In the DEGs of LR3 vs. BR3, ctg836.g07174 of C4L was downregulated; ctg965.g08335 and ctg502.g04473 of CHI were all upregulated; and ctg1305.g11051, ctg2839.g24678 and ctg17.g00099 of F3′5′H were all upregulated; ctg1578.g14126 of DFR was upregulated; ctg1560.g13893 of FLS was upregulated; ctg1210.g10432 of UFGT/3GT was upregulated.
Among the DEGs of LR4 vs. BR4, only ctg1147.g09820 of F3H was downregulated.
In the DEGs of LR5 vs. BR5, ctg2456.g21765 of PAL was downregulated; ctg2580.g23157 and ctg836.g07174 of C4L were downregulated; ctg1147.g09820 of F3H was downregulated; and ctg1305.g11051 and ctg2135.g19559 of F3′5′H were upregulated; ctg2495.g22288 of F3′H was downregulated; for UFGT/3GT, ctg1496.g13357 and ctg1652.g14649 were both upregulated, and ctg1306.g11055 was downregulated.

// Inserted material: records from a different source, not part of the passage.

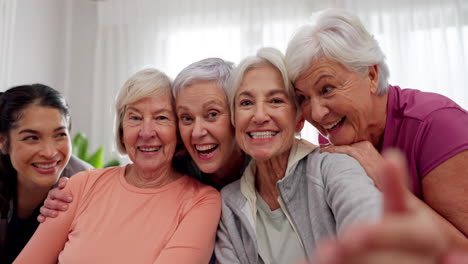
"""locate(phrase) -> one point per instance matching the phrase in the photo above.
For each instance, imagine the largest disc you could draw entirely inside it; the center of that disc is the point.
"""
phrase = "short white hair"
(264, 56)
(210, 69)
(340, 36)
(145, 83)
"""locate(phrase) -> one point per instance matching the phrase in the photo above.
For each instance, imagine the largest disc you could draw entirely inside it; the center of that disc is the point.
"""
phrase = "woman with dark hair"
(35, 149)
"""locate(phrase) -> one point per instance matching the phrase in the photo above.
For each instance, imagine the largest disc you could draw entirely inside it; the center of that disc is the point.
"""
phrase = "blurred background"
(88, 48)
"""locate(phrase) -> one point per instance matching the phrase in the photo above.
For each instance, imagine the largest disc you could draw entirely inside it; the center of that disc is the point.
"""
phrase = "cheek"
(185, 133)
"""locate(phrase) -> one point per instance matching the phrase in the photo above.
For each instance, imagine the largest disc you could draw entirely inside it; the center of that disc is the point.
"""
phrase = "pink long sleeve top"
(111, 221)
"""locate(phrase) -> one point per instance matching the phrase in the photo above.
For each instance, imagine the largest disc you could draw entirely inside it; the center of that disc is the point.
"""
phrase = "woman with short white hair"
(144, 212)
(290, 195)
(340, 77)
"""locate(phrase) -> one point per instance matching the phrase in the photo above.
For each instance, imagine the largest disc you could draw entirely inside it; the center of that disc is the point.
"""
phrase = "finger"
(393, 178)
(394, 232)
(59, 194)
(455, 257)
(55, 205)
(390, 257)
(62, 182)
(47, 213)
(41, 218)
(328, 252)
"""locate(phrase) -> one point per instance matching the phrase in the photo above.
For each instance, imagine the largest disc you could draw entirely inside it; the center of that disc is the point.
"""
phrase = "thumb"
(394, 180)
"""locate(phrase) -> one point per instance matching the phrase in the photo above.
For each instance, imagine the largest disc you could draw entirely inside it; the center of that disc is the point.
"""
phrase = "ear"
(299, 123)
(373, 74)
(2, 145)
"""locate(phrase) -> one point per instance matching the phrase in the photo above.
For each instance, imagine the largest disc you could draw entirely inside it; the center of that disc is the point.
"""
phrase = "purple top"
(428, 128)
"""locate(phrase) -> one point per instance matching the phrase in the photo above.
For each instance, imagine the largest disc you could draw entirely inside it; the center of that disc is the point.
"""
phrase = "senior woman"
(340, 76)
(144, 212)
(290, 195)
(204, 122)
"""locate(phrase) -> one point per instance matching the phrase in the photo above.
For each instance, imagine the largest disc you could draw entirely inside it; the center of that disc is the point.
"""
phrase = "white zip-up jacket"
(322, 194)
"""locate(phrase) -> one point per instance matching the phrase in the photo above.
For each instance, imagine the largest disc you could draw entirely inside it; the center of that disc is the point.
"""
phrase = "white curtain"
(426, 41)
(7, 26)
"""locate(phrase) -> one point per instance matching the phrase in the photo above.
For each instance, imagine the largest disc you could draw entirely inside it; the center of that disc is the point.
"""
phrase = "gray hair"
(210, 69)
(265, 56)
(340, 36)
(145, 83)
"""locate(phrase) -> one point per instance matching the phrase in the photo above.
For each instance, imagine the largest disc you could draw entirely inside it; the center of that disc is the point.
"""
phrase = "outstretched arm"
(57, 200)
(50, 237)
(194, 239)
(404, 235)
(443, 188)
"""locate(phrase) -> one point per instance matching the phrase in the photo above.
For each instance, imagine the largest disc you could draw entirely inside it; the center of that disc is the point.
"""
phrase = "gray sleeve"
(224, 248)
(349, 192)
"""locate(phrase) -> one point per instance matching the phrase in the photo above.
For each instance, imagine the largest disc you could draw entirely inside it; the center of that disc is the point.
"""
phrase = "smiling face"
(150, 133)
(205, 125)
(339, 102)
(265, 116)
(39, 146)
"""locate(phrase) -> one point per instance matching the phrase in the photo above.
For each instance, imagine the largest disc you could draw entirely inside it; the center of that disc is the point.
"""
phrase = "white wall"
(39, 43)
(54, 44)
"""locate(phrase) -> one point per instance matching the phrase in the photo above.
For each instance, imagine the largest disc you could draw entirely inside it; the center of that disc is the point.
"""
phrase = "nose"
(199, 129)
(318, 110)
(49, 150)
(147, 130)
(261, 115)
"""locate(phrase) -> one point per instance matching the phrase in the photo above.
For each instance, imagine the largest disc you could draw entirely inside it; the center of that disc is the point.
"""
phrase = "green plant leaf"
(112, 163)
(97, 159)
(80, 146)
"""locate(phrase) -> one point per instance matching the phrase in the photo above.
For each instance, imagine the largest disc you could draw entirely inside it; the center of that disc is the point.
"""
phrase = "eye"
(30, 138)
(245, 102)
(134, 118)
(327, 89)
(162, 117)
(212, 114)
(185, 119)
(301, 98)
(277, 101)
(62, 134)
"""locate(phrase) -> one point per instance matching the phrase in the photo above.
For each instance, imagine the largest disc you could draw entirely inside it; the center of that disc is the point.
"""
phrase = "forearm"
(456, 238)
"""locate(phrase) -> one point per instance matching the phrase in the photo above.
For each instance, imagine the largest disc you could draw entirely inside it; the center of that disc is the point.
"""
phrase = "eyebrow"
(32, 131)
(277, 91)
(214, 101)
(321, 77)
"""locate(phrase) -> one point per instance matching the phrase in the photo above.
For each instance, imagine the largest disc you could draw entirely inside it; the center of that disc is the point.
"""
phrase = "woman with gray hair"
(290, 195)
(144, 212)
(340, 77)
(204, 123)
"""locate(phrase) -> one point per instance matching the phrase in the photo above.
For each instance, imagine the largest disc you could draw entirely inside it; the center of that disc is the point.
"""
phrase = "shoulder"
(327, 160)
(88, 178)
(192, 188)
(419, 105)
(331, 167)
(74, 166)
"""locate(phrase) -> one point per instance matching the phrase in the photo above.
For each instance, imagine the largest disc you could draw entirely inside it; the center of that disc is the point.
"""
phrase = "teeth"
(332, 125)
(205, 147)
(263, 134)
(45, 166)
(149, 149)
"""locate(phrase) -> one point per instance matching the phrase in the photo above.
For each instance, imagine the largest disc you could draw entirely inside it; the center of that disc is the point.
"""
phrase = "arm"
(225, 252)
(349, 192)
(402, 236)
(194, 239)
(444, 189)
(57, 200)
(50, 237)
(365, 153)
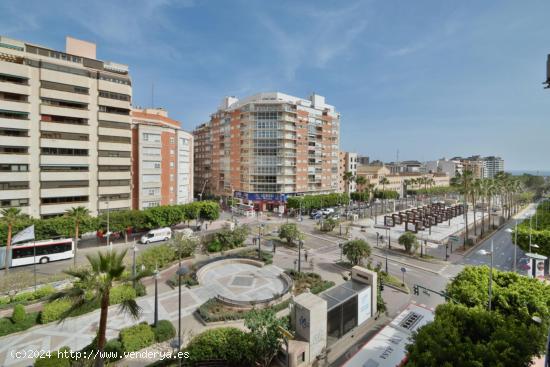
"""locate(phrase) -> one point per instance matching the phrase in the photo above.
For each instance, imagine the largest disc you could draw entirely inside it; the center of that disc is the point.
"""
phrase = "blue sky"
(430, 78)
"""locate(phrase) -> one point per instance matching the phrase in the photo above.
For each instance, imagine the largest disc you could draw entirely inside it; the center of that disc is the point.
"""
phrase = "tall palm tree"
(94, 284)
(77, 215)
(10, 216)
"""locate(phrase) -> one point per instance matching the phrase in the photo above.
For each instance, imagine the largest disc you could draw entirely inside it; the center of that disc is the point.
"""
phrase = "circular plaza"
(245, 282)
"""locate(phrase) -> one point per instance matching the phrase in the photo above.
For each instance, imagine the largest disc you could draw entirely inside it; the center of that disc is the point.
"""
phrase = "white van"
(155, 235)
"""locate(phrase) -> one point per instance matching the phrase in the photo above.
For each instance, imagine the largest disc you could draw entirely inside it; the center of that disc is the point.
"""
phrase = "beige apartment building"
(267, 147)
(64, 129)
(162, 160)
(397, 181)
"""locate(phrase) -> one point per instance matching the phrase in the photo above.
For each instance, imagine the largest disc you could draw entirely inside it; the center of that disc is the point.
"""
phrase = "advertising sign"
(364, 303)
(539, 269)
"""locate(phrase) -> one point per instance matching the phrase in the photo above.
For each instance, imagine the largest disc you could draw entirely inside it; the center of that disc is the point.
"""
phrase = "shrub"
(55, 359)
(121, 293)
(113, 349)
(137, 337)
(164, 331)
(19, 315)
(158, 256)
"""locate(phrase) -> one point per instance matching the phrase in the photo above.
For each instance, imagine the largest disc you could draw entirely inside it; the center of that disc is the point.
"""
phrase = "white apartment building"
(64, 129)
(162, 160)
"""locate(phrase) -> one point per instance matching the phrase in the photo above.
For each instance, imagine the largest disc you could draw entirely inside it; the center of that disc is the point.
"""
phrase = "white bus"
(39, 252)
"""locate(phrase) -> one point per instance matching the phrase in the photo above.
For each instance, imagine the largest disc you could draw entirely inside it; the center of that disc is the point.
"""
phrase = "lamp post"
(156, 276)
(182, 270)
(134, 265)
(489, 253)
(509, 230)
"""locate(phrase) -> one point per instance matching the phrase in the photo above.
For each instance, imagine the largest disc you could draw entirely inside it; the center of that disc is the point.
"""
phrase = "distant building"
(162, 160)
(492, 166)
(269, 146)
(348, 163)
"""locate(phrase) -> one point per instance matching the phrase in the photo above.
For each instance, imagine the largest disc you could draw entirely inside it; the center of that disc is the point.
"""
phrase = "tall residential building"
(348, 163)
(492, 165)
(269, 146)
(64, 129)
(162, 160)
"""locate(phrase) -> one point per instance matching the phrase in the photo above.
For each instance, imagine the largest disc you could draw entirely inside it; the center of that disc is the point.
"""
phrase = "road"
(503, 246)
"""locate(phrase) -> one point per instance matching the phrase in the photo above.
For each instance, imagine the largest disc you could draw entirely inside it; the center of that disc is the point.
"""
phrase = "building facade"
(162, 160)
(64, 129)
(269, 146)
(348, 163)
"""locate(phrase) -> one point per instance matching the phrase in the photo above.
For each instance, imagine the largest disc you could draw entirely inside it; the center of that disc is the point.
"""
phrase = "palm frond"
(131, 307)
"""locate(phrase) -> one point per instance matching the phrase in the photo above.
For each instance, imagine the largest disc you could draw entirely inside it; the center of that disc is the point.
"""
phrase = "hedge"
(137, 337)
(164, 331)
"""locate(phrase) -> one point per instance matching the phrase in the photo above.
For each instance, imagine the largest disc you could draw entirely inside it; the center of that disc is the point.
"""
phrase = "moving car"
(155, 235)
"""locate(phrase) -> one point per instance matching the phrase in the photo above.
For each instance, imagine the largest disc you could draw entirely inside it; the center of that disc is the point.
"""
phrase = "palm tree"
(10, 216)
(93, 284)
(78, 215)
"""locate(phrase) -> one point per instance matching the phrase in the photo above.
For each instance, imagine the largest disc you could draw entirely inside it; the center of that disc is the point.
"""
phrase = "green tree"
(462, 336)
(266, 336)
(409, 241)
(93, 285)
(290, 233)
(77, 215)
(356, 251)
(10, 216)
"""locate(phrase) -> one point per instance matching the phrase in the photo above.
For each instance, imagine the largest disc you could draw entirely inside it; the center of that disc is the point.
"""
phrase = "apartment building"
(269, 146)
(64, 129)
(162, 160)
(348, 163)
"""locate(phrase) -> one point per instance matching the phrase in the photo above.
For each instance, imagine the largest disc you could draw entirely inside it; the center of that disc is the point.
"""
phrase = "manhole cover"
(242, 281)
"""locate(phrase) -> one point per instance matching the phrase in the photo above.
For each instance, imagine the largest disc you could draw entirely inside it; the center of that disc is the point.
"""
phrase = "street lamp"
(156, 276)
(489, 253)
(509, 230)
(182, 270)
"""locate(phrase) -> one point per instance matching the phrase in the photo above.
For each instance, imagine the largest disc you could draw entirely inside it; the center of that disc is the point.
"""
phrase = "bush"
(137, 337)
(121, 293)
(7, 326)
(55, 359)
(19, 315)
(158, 256)
(164, 331)
(114, 350)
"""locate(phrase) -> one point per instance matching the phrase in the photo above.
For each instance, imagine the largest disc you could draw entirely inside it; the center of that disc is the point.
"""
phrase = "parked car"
(156, 235)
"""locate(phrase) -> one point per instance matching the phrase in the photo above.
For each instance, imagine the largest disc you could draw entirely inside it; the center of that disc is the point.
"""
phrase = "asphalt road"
(503, 246)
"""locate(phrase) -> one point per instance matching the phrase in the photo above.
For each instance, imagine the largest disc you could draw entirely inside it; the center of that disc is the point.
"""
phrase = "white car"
(155, 235)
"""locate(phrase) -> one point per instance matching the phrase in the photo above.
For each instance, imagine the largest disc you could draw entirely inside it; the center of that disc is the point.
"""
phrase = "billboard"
(364, 305)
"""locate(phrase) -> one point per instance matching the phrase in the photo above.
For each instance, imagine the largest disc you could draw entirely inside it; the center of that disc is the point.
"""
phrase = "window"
(14, 185)
(64, 199)
(115, 110)
(63, 168)
(113, 153)
(63, 87)
(108, 168)
(113, 95)
(150, 178)
(64, 119)
(64, 151)
(114, 124)
(11, 203)
(153, 138)
(63, 136)
(63, 184)
(14, 168)
(114, 139)
(151, 164)
(114, 183)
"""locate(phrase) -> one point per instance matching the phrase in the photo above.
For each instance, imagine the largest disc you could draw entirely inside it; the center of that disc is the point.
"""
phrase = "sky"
(429, 79)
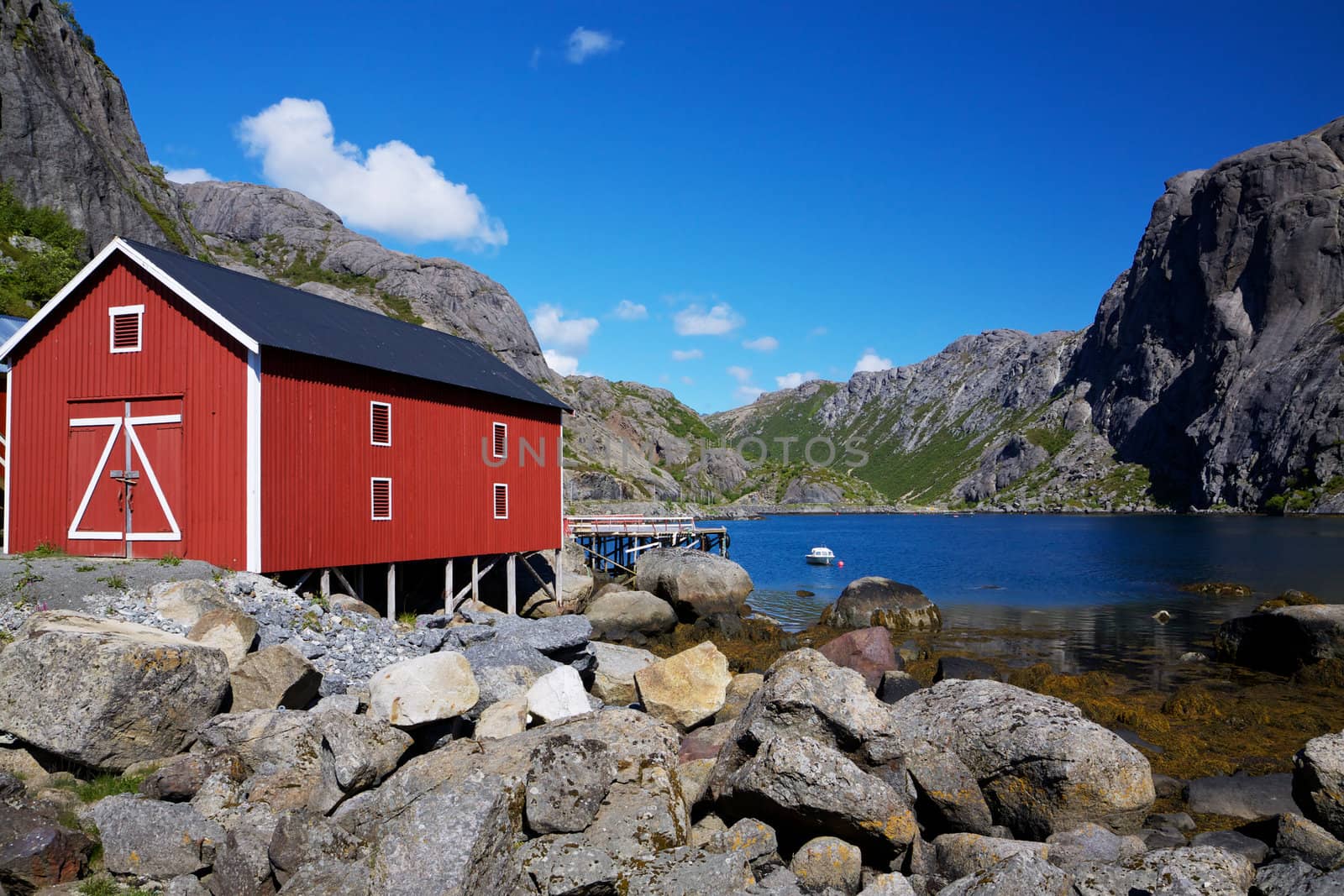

Transcription factors associated with the anthocyanin biosynthesis pathway. Structural genes involved in anthocyanin biosynthesis are transcriptionally regulated by the MBW (MYB-bHLH-WD40) complex30,32. The transcription factors that were related to the regulation of flavonoid and anthocyanin biosynthetic pathways in this study included MYB (ctg100.g00957-0F, ctg1410.g12339-1F, ctg1554.g13859-0F, ctg1784.g16146-2F, ctg2470.g22007-0F, ctg2470.g22008-0F, ctg2470.g22009-0F, ctg842.g07305-0F, ctg911.g07979-0F, ctg1317.g11116-0F), and MYB-related (ctg1226.g10502-0F, ctg2353.g20962-0F). We speculate that these 12 MYB/MYB-related transcription factors are involved in the regulation of anthocyanin synthesis in the pulp of B. ramiflora.
qRT-PCR gene expression analysis.
To verify the sequencing results of the transcriptome of the B. ramiflora pulp transcriptome, 8 DEGs related to anthocyanin synthesis pathways (CHS: ctg655.g05350; CHI: ctg965.g08335; F3′5′H: ctg2839.g24678 and ctg2135.g19559; UFGT: ctg1923.g16986; UFGT89B2: ctg2170.g19838; and UFGT88F3: ctg2661.g23571) were selected for qRT-PCR analysis. As shown in Fig. 6, the expression levels of the DEGs in qRT-PCR were similar to those of the RNA-seq data, indicating that the RNA-seq data were reliable. This ensured the DEGs analysis and enrichment analysis of the transcriptome data in the later stage.